Fast Calculation of Feature Contributions in Boosting Trees
Zhongli Jiang, Min Zhang, Dabao Zhang
TL;DR
The paper tackles global interpretability of tree ensembles by decomposing the explained variance via Shapley values of $R^2$ and introduces Q-SHAP, a polynomial-time algorithm for Shapley values of quadratic losses. It develops a single-tree core and then extends to boosting ensembles, using leaf-based reweighting and polynomial identities to compute feature contributions efficiently. Across simulations and real data, Q-SHAP achieves accurate, stable feature-specific $R^2$ estimates and dramatically outperforms SAGE and SPVIM in runtime. This work provides a scalable framework for global feature attribution in high-dimensional tree models and can generalize to broader quadratic loss functions.
Abstract
Recently, several fast algorithms have been proposed to decompose predicted value into Shapley values, enabling individualized feature contribution analysis in tree models. While such local decomposition offers valuable insights, it underscores the need for a global evaluation of feature contributions.

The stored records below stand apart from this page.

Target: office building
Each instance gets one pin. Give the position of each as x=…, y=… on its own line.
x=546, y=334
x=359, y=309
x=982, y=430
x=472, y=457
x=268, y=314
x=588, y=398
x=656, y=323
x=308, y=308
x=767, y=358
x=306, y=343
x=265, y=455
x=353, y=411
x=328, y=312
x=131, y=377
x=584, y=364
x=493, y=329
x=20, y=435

Although coefficients of determination ($R^2$) allow for comparative assessment of individual features, individualizing $R^2$ is challenged by the underlying quadratic losses. To address this, we propose Q-SHAP, an efficient algorithm that reduces the computational complexity of calculating Shapley values for quadratic losses to polynomial time. Our simulations show that Q-SHAP not only improves computational efficiency but also enhances the accuracy of feature-specific $R^2$ estimates.